In Q1 2023, AT&T reported 424,000 postpaid phone net ads. But Desroches said in Q2 that number will be closer to the low-300,000s.
He said there are a couple of factors causing postpaid phone net adds to drop. One is that AT&T walked away from a government contract that it determined wasn’t sufficiently profitable, and that contract included 75,000 postpaid phones.
Presumably, one of the other big wireless carriers picked up that contract and will reflect those phones in its Q2 earnings.
Desroches also said AT&T has seen slightly elevated churn during this quarter due to new pricing constructs from its competitors, although that churn is beginning to fade back to previous levels.
Spinning the news in its most favorable light, Desroches said the third and fourth quarters of the year are typically higher because of holiday sales. And he said average revenue per user (ARPU) is still attractive and growing.
AT&T reported postpaid phone ARPU of $55.05 in the first quarter.
Desroches said, “What's important to me is when I look at our overall wireless service revenue, that is expected to grow 4%-plus. In fact, for the first half of the year I would anticipate us delivering around 5%. And so overall this is a really healthy share of the dollars coming into the industry.”
He said AT&T has garnered some additional revenues via handset insurance. “The team has done a really nice job of deeper penetration of handset insurance, and that is part of the equation in our improving ARPU.”
Free cash flow
After its Q1 earnings call, AT&T’s stock dropped significantly because Wall Street was stunned that the company produced only $1 billion free cash flow in the quarter, when it had forecast $16 billion for the year.

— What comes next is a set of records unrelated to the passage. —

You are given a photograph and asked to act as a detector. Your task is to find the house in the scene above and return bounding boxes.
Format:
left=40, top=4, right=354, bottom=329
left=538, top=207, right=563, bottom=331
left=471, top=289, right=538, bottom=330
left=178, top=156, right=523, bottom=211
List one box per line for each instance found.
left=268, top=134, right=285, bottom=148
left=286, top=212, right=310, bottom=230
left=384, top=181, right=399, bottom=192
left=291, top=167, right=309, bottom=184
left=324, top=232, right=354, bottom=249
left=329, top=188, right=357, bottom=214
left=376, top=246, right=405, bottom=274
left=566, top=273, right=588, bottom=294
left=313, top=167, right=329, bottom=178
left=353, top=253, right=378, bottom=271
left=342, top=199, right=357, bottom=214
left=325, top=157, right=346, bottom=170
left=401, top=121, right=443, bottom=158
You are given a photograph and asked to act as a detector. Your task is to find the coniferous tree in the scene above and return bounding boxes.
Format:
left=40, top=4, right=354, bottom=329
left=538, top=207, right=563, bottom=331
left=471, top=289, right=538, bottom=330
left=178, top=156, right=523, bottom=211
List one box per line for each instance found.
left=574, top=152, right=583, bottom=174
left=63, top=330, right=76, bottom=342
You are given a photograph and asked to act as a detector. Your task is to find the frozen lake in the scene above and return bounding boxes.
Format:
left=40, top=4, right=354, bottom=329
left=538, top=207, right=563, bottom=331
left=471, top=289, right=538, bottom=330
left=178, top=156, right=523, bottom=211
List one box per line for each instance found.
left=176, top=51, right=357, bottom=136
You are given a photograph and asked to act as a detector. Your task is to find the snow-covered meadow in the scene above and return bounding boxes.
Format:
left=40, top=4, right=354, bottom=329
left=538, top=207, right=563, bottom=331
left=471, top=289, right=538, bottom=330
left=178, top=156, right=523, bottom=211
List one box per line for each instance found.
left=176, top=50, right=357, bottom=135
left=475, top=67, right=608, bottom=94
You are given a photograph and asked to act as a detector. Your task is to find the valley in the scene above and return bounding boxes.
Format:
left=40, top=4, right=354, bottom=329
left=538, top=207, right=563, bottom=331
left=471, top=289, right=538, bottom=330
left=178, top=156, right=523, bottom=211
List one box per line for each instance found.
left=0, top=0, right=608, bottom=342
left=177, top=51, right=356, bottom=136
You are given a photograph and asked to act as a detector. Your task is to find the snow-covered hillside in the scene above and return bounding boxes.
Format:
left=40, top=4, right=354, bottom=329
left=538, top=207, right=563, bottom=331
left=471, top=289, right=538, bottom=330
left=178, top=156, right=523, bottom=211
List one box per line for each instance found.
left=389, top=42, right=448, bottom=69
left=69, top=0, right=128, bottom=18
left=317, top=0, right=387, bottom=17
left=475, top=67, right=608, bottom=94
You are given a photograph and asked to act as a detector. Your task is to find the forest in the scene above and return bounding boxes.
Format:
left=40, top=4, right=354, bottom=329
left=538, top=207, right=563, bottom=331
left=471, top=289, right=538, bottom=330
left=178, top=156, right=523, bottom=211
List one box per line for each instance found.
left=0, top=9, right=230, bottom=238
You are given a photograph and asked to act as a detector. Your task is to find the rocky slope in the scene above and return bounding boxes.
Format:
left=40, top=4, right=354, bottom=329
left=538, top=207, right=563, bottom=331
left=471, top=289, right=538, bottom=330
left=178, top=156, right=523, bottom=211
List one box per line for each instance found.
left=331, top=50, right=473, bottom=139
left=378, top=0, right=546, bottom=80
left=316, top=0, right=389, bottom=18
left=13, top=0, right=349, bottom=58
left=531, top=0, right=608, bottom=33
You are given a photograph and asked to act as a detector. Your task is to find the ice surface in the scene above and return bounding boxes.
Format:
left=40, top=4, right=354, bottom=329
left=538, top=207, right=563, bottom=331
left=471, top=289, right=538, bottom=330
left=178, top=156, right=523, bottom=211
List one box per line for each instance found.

AT&T CEO John Stankey has since said that he thought management was communicating its free-cash-flow cadence clearly, but apparently it was not, given the strong reaction from investors.
Today, Desroches said, “The billion dollars we produce in Q1 was in line with our expectation.” He said it reflected peak payments for capital investments the company made for devices from last year's holiday season. And it also reflected the annual incentive compensation paid to executives. “We said Q1 was going to be the lowest, and it would gradually improve from there.”
Moving forward, the company won’t have to pay incentive compensation for the rest of the year, and it expects lower device payments both sequentially and year over year. He said capital investments should also moderate some.
“What you should see is free cash flow for Q2 in the $3.5 billion to $4 billion range,” said Desroches. “We expect continued acceleration as we make our way through the balance of the year.” He said the the company has confidence it will reach the $16 billion free cash flow it predicted for the full year.
Bank of America analyst David Barden did not ask Desroches this morning about cost cutting. But last week, Bloomberg reported that AT&T is mandating that 60,000 managers return to work in person in one of nine of the company’s offices, despite many employees living far away from any of those locations. Some of the workers that Bloomberg spoke to suggested that the return-to-office policy is a thinly-disguised tactic to lay off workers and save billions in costs.